Ölschwang Papierkrattler

Der Papiermacher mit dem gewissen "Krattel"

Die ersten Papiermühlen auf deutschem Boden standen in Nürnberg und Ravensburg. Nachforschungen anhand der in Ravensburg verwendeten Wasserzeichen ergaben, dass die erste Papiermühle in Ravensburg bereits 1392, spätestens jedoch Anfang 1393 ihren Betrieb aufgenommen hat.

Wie auf dem Lageplan der Papiermühlen zu Ravensburg dokumentiert, gab es in Ravensburg insgesamt sechs Papiermühlen. Sie lagen auf dem Gebiet zwischen dem Obertor und dem heutigen Ortsteil Knollengraben. Drei Papiermühlen standen in Schornreute und drei im Ölschwang.

Bereits 1833 stellte die erste Papiermühle ihren Betrieb ein. Die unterste Papiermühle im Ölschwang (Unterer Hammer) war die erste Papiermühle in Ravensburg und wurde als letzte im Jahr 1876 geschlossen.

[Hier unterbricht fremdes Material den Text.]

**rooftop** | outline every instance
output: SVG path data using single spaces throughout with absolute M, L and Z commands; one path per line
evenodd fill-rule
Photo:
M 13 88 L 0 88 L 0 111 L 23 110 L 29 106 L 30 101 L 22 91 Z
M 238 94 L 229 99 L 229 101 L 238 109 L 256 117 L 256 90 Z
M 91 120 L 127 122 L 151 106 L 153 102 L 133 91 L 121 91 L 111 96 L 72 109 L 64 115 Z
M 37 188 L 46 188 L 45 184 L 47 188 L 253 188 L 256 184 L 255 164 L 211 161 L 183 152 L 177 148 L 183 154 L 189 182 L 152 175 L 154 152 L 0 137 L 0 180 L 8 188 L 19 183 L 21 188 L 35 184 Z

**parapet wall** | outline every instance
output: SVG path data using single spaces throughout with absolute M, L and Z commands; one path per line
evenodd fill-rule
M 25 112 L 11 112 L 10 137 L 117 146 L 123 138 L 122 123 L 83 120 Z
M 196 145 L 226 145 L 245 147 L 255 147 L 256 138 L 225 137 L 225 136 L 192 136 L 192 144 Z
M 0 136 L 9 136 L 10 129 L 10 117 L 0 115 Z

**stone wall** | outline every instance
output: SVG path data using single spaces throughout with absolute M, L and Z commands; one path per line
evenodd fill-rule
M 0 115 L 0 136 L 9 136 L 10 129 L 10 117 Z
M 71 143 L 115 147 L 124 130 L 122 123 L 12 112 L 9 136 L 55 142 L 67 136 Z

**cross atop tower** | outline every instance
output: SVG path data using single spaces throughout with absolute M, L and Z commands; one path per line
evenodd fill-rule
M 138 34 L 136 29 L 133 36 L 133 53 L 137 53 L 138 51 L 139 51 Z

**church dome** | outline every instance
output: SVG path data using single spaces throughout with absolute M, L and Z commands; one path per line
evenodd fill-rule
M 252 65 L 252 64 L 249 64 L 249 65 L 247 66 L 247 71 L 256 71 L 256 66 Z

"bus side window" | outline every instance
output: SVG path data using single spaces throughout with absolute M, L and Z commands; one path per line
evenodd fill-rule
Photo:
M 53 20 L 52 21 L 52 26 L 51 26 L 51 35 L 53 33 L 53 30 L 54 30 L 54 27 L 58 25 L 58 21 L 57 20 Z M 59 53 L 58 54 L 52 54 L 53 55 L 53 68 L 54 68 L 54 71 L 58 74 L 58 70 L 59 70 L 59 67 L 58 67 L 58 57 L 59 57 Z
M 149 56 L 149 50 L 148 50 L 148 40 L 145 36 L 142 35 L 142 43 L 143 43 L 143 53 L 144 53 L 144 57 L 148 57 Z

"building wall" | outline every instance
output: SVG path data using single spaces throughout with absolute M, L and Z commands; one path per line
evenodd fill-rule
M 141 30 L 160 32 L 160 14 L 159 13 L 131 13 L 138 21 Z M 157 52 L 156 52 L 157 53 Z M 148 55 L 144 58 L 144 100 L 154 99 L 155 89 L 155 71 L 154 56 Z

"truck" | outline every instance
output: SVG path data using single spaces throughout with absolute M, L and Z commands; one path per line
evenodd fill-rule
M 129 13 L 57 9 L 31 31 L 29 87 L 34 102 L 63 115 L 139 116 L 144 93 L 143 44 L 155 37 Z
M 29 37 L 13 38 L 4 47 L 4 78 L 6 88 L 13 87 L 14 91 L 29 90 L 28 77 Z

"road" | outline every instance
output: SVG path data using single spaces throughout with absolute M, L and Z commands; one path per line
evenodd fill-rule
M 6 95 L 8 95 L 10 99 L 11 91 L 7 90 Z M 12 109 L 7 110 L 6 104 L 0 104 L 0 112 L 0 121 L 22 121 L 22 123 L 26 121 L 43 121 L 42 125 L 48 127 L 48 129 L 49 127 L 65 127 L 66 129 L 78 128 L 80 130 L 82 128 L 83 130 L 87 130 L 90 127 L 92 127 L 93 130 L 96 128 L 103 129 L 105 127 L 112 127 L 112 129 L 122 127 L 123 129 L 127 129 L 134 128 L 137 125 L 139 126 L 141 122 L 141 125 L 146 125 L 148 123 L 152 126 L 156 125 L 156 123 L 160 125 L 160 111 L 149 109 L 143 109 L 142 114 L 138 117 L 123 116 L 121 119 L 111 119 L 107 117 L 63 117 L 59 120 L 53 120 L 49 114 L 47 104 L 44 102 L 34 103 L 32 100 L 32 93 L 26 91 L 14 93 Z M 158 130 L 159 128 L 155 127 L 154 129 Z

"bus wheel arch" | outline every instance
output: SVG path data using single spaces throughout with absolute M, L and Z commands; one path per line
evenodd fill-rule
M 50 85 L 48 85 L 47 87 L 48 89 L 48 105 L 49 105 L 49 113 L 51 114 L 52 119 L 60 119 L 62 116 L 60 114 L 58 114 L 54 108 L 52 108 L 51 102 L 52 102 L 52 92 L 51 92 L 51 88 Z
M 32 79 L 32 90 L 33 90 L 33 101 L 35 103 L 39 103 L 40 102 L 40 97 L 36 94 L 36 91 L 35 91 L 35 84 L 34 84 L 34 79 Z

Um Weihnachten 1968: Hans Mayer (Kasperle-Mayer) und Ehrenzunftmeister Otto Lutz trafen sich wie schon so oft in den vorangegangenen Monaten in der Sache „Alte Ravensburger Fasnet“. Die Familie Mayer wohnte damals in der Holbeinstraße, nahe der ehemaligen Papiermühlen. Dieser Ravensburger Ortsteil wird Ölschwang genannt.